Prepared statements (PostgreSQL)

Bashed this together after reading Ola Bini's post about his annoyances
about the MySQL centric approach of ActiveRecord at
http://ola-bini.blogspot.com/2006/09/rails-databases-activerecord-and-path.html

I decided to find out if it was really that bad, and I suppose it might
be. I spent some time trying to get the type information about columns
from ActiveRecord into the driver, but I couldn't come up with a good
way to do it.

So I started over and wrote this query cache thingie into the
PostgreSQL driver. It's a giant hack, ugly and buggy, but it passes all
ActiveRecord tests except one (where it results in two queries being
made, one for the prepare and another for the execute, instead of a
single query doing select) and I managed to try it out on a site of
mine in development mode.

With prepared statements I got:
Completed in 1.59062 (0 reqs/sec) | Rendering: 1.31451 (82%) | DB:
0.25888 (16%) | 200 OK [http://192.168.0.46/characters]
Completed in 1.61538 (0 reqs/sec) | Rendering: 1.36034 (84%) | DB:
0.23845 (14%) | 200 OK [http://192.168.0.46/characters]

Without prepared statements:
Completed in 1.74804 (0 reqs/sec) | Rendering: 1.23182 (70%) | DB:
0.49718 (28%) | 200 OK [http://192.168.0.46/characters]
Completed in 1.67329 (0 reqs/sec) | Rendering: 1.21762 (72%) | DB:
0.43935 (26%) | 200 OK [http://192.168.0.46/characters]

So that's a nice speed up, and while that might be a poor example
beause of the high number of repeated selects in it, I think that
prepared statements should be supported in some way by ActiveRecord, as
soon as possible.

It's a giant hack and I'm actually surprised it works at all, I'm not
proud of this code but it told me what I wanted to know, whether or not
prepared statements really are that cool or not (turns out they are).

Index:
activerecord/lib/active_record/connection_adapters/postgresql_adapter.rb

Roderick van Domburg wrote:

Well, you sure have got an awesome proof of concept! Why don't you take
it up with the maintainer of the PostgreSQL adapter or the core team? It
would be great to see more of this.

Thank you! However...

If this was for the PostgreSQL adapter and only the PostgreSQL adapter,
that might be worth doing, but it's more than that. Any database
supporting prepared statements could do this.
Let's turn it into a wrapper around all the calls to select and insert
for all the databases that support it. That would be great, right?
Actually, not really, for several reasons.
1) even if it was rewritten to do proper parsing of the SQL, it would
still cause unnecessary overhead (possibly even more so if it did
proper parsing)
2) there's no control over when the prepared statements are being made.
Here I use a minimum of 3 times, then the statement is prepared.
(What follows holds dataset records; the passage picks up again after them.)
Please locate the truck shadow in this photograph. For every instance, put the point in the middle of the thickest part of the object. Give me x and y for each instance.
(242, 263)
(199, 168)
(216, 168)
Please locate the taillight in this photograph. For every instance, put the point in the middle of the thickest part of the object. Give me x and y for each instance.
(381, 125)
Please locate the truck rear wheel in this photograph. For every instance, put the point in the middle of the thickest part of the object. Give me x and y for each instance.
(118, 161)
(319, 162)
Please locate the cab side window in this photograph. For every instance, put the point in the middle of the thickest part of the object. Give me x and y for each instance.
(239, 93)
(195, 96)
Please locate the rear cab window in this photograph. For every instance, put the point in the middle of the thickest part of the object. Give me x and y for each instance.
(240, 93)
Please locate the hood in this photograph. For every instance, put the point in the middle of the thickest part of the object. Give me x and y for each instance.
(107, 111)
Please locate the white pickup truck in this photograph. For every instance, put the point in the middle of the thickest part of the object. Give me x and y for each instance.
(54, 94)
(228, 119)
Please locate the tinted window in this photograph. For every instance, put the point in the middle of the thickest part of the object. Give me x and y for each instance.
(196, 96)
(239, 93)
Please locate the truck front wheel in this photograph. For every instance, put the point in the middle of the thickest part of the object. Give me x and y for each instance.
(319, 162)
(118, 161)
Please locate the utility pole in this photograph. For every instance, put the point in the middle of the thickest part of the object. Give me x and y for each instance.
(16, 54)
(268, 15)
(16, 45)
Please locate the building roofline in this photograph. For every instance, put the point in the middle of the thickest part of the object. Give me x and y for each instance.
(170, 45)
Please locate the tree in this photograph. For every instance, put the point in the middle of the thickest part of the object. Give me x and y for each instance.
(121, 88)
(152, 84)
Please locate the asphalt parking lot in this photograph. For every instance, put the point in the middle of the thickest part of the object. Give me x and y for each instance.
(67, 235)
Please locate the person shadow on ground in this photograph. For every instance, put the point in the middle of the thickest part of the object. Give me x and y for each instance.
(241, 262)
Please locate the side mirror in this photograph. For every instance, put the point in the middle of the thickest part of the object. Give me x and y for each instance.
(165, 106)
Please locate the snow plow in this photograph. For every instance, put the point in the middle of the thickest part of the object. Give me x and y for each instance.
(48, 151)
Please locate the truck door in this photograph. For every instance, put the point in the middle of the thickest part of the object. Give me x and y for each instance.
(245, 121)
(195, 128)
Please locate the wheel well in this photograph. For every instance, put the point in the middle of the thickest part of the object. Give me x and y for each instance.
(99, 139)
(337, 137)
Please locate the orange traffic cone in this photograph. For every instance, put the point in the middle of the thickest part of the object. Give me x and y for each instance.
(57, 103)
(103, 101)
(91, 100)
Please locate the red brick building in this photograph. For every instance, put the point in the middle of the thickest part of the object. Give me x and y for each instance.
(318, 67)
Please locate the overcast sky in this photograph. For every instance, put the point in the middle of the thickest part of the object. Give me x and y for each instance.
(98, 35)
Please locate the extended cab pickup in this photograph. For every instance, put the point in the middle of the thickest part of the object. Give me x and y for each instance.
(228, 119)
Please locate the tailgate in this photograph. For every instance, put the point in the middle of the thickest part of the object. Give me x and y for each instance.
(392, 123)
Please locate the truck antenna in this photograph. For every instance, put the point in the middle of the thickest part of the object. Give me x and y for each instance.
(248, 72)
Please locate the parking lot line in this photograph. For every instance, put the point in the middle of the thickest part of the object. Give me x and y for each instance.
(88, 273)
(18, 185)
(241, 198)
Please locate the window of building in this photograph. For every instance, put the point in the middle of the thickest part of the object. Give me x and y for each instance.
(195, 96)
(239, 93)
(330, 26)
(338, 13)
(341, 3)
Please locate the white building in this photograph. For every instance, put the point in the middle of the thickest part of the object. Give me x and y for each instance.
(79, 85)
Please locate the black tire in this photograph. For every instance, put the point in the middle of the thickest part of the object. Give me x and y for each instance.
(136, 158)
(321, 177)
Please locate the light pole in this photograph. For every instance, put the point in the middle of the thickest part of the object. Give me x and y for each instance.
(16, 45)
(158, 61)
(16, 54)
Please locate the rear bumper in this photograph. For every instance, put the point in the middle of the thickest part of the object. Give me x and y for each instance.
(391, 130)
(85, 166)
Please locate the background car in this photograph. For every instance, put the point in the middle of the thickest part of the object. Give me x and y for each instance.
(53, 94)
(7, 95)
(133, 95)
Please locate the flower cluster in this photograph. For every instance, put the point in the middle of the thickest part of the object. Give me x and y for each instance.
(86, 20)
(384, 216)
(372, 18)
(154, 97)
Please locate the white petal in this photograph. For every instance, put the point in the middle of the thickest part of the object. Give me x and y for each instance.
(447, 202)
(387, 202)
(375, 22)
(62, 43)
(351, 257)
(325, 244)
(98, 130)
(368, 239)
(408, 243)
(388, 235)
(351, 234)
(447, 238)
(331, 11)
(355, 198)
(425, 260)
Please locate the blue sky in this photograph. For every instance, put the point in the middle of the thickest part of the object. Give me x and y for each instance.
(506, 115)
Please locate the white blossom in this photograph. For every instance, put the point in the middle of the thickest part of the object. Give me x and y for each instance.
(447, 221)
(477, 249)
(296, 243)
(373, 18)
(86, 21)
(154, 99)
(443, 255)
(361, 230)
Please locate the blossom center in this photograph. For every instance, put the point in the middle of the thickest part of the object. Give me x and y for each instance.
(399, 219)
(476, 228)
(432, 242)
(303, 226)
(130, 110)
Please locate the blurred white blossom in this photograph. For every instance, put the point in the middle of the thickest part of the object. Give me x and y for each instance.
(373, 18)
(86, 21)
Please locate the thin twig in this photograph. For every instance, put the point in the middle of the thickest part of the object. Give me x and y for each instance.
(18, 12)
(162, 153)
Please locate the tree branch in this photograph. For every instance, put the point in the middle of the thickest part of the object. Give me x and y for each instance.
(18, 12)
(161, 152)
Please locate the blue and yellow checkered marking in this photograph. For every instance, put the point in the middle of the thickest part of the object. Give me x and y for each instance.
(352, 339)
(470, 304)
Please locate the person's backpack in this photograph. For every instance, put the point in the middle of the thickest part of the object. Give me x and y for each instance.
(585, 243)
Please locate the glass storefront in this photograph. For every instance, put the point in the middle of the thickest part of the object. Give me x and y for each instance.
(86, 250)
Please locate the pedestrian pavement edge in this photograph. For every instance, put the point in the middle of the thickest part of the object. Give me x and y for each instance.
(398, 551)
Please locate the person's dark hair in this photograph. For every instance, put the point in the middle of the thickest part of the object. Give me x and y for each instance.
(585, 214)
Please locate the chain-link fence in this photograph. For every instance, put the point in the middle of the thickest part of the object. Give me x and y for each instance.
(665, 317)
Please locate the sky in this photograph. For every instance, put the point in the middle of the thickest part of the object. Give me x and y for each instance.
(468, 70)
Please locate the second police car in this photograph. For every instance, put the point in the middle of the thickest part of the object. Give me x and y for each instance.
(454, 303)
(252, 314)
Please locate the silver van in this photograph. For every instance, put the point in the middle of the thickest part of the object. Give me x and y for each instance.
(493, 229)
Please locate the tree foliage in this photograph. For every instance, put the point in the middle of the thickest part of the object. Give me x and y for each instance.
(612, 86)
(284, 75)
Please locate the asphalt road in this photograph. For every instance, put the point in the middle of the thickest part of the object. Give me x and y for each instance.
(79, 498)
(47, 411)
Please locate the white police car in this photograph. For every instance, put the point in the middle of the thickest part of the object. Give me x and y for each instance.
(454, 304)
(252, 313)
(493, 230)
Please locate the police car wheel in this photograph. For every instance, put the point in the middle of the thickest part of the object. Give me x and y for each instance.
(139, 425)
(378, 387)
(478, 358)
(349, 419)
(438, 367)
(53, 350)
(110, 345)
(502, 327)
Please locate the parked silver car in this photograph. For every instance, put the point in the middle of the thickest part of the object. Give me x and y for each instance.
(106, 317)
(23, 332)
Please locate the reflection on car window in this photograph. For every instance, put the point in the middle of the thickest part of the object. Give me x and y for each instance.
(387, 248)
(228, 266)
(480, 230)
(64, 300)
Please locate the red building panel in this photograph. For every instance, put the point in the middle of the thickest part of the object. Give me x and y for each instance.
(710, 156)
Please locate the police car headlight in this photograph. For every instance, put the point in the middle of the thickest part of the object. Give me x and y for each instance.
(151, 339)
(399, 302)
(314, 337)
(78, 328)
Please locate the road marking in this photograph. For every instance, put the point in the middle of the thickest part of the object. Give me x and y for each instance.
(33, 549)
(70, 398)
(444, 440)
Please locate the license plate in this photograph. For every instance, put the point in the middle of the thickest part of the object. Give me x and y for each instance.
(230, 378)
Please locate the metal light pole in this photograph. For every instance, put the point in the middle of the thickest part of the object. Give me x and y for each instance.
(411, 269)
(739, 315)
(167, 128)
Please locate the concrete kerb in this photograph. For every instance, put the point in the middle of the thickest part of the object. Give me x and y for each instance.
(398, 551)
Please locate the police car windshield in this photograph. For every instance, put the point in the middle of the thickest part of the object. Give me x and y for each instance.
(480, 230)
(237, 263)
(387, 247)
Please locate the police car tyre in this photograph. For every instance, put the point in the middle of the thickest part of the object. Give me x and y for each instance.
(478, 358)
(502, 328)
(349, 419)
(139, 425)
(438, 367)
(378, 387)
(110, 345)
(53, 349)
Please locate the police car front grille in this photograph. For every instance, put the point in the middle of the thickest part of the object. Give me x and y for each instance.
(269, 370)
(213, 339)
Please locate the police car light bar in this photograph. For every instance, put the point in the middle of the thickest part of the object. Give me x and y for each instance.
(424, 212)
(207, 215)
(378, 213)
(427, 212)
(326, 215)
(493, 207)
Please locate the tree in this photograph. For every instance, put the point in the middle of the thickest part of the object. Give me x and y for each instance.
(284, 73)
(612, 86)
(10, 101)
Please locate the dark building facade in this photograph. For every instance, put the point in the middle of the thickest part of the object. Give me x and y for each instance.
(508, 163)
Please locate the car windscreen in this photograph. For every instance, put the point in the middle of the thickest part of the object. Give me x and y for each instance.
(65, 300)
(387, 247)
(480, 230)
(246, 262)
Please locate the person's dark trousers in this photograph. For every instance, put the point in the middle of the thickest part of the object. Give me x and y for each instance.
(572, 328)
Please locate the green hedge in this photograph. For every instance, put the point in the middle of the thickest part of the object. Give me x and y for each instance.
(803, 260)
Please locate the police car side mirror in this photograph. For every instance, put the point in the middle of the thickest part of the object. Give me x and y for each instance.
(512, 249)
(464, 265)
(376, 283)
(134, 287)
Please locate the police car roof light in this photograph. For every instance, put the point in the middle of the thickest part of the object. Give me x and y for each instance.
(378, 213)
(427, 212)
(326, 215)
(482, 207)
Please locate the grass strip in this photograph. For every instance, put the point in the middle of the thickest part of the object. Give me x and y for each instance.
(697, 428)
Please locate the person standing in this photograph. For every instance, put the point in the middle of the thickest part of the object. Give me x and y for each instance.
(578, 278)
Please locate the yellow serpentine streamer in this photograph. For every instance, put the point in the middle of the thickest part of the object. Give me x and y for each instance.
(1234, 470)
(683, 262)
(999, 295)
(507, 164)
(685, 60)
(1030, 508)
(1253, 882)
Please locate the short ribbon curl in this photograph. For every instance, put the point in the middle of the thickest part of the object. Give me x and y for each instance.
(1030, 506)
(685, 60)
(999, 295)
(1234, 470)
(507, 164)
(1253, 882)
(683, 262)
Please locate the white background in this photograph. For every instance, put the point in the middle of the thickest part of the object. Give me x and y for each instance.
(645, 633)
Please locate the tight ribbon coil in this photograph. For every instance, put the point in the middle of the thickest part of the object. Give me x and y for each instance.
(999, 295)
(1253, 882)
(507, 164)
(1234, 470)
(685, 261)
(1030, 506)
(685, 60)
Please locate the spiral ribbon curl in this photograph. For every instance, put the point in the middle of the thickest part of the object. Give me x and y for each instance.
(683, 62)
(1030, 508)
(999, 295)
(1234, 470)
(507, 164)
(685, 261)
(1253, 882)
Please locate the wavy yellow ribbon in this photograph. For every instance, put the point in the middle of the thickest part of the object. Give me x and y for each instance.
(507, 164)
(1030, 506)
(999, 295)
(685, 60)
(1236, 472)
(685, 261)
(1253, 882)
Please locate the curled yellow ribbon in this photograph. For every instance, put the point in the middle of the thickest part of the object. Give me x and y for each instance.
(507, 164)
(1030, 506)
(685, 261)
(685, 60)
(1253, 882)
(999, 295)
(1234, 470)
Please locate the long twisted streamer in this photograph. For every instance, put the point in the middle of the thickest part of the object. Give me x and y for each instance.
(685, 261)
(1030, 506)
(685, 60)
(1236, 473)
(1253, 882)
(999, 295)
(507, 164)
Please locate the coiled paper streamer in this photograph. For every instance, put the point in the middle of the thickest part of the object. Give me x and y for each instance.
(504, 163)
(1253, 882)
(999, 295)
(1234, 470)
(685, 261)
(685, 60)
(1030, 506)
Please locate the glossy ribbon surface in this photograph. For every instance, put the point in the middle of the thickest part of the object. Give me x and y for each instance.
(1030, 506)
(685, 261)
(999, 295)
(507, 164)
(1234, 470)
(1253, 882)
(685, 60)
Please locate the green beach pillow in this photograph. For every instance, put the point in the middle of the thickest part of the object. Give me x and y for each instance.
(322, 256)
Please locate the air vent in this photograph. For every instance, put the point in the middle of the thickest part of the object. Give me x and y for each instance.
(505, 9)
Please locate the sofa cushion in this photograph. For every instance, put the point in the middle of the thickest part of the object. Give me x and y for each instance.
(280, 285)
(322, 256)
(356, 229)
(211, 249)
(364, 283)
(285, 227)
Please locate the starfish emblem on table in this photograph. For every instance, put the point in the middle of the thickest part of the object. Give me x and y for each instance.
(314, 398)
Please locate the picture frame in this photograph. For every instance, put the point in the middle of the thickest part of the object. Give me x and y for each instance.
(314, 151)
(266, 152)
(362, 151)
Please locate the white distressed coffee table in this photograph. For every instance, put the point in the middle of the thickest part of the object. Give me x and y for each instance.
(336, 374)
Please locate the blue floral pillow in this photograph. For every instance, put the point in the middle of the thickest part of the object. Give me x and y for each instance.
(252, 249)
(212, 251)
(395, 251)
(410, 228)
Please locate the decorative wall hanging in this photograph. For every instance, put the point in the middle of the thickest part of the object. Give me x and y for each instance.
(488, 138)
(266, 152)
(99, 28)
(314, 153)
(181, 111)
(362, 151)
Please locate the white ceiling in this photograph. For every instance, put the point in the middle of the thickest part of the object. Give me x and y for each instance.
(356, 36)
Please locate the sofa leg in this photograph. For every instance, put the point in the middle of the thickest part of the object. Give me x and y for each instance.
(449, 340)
In a
production setting that would mean that almost every statement is
prepared, which isn't optimal. Higher limits would still get just about
every query prepared, which isn't always optimal.
3) if this was solid it would still only be treating the symptoms and
hiding the real problem

What real problem? ActiveRecord is, uhm... well, let's just say it's
not well structured for this kind of thing (I'd love to be proven wrong
on this) and needs to be refactored, and rewritten in large parts, if
this was to be done cleanly. SQL statements are built in several parts,
piece for piece, and no information is saved about what actually goes
into it.
That's why we need to parse the SQL string to find things we should
already know. ActiveRecord made that SQL string, so ActiveRecord should
know what variables, tables and values are in there, and we should be
able to use that to do useful things like prepare/execute before it
hits the adapter.
Adapters are stupid, and they should be. I think ActiveRecord is stupid
because it's throwing all this information away, and it shouldn't be.

Ideally ActiveRecord would use a slightly more abstract format for
queries that then gets turned into SQL in one place... and while I
don't know a lot about ActiveResource, standing on the outside and
looking in, it seems to me like it should be an ActiveRecord with
different storage.
A method like 'delete' shouldn't build a SQL string, it should send a
delete message to the object's storage object, whether it's REST or SQL
or something else (file based storage could have some uses I bet).
Or implementing caching for all "ActiveObjects", which should also be
done above the SQL/REST stuff, there's no way to do that either from
what I can tell.

I bet I'm going to have to regret that last part. :slight_smile:
Anyways, the main focus is and should be that ActiveRecord isn't very
well structured for implementing features like prepare/execute, and
until it is, I can't see how it can be done well. And if we can't do it
well, we might as well not do it at all (unless it's for testing or
research, like this was).
If I'm wrong and there is a good way to implement it, it should be made
a top priority for 2.0 or 2.1, because this is more important that
providing even more helpers.
People like to call Ruby on Rails slow, and the defenders like to say
that most of the time is spent in the database anyway, yet here we
could get a huge database increase and yet it's still not done. Someone
posted a couple of weeks ago about how he had been called up by the DBA
and was told to shut down his Rails application because it caused too
much load on the database, and 80% of the time was spent preparing
statements.
I don't think there's any good excuse for this, and it's time to do
something about it, but this here isn't the way to go.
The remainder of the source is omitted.